Friday, November 27, 2009

Low Class Pride

I sit in what would probably be called the interrogation room of the Washington, D.C. police station. I’m reluctant to call it an interrogation room because I don’t want to over dramatize my situation. It’s just a room. And the police are just about to ask me a couple of questions. The room looks like how you’d imagine it, largely thanks to the images in Hollywood movies. I wonder if maybe a lot of movie producers have found themselves in a similar room. But like I said, I don’t want to over dramatize my situation. Though I am by myself, under fluorescent lights, in front of a voice recorder and bleeding.

Officer Graves walks back in—I swear that’s his real name.

“Well, congratulations. I’ve been told to tell you that you’re fired.” Figures. “Want to talk about what happened?” Yeah. I can do that.

I work, er, worked at Mooven Group directly under CEO Preston Sterling. It’s the third biggest bank in the United States. So big, in fact, we hardly do any direct banking at all. Money is measured in the billions, that is, except for my paycheck.

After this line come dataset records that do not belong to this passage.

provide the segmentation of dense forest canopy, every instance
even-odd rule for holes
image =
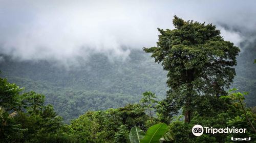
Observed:
[[[256,142],[254,2],[29,1],[0,5],[0,142]]]

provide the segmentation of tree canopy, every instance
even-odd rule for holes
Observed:
[[[173,24],[173,30],[158,29],[157,46],[144,50],[168,72],[167,102],[173,112],[184,106],[189,122],[196,99],[226,94],[224,88],[236,75],[233,66],[240,50],[225,41],[212,24],[185,21],[176,16]]]

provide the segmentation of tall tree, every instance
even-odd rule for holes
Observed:
[[[157,46],[144,51],[168,72],[170,89],[165,103],[169,111],[177,113],[183,106],[185,122],[189,123],[196,100],[227,94],[224,88],[236,75],[233,66],[240,50],[225,41],[212,24],[185,21],[176,16],[173,21],[175,29],[158,29]]]

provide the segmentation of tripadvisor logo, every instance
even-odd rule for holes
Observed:
[[[204,133],[204,128],[205,133],[210,133],[214,134],[215,133],[245,133],[246,129],[238,129],[233,128],[227,127],[226,128],[213,128],[212,127],[210,128],[208,127],[203,127],[200,125],[196,125],[194,126],[192,128],[192,133],[195,136],[201,136]],[[248,138],[234,138],[231,137],[232,140],[250,140],[250,137]]]
[[[200,125],[196,125],[192,128],[192,133],[195,136],[200,136],[204,133],[204,128]]]

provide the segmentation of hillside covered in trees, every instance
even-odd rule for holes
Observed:
[[[212,24],[177,16],[173,24],[143,49],[153,58],[95,55],[67,69],[2,55],[0,141],[255,142],[254,45],[238,56]],[[246,131],[196,135],[195,125]]]
[[[245,100],[248,107],[256,103],[255,49],[255,45],[250,45],[237,57],[237,76],[231,86],[250,93]],[[162,99],[168,89],[166,72],[142,51],[132,51],[123,61],[111,61],[98,54],[92,56],[90,62],[80,64],[68,69],[47,61],[17,62],[5,57],[0,63],[0,76],[24,87],[25,91],[45,94],[46,104],[53,105],[66,122],[88,110],[138,103],[145,91]]]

“Enough jokes. Just tell the damn story.”

Fine. I was one of four personal assistants to Mr. Sterling. Actually he has a Ph.D. in economics so I guess he’s actually Dr. Sterling. He rose to the top by bundling thousands of poor-mortgages and selling them off, knowing they were toxic. He’s a genius. He turned down offers to teach at Yale, MIT, you name it. Anyway, the Mooven Group has diversified and changed not just the banking industry, but, well actually you’ve probably seen the commercials and slogan: ‘We’re Mooven the industry.’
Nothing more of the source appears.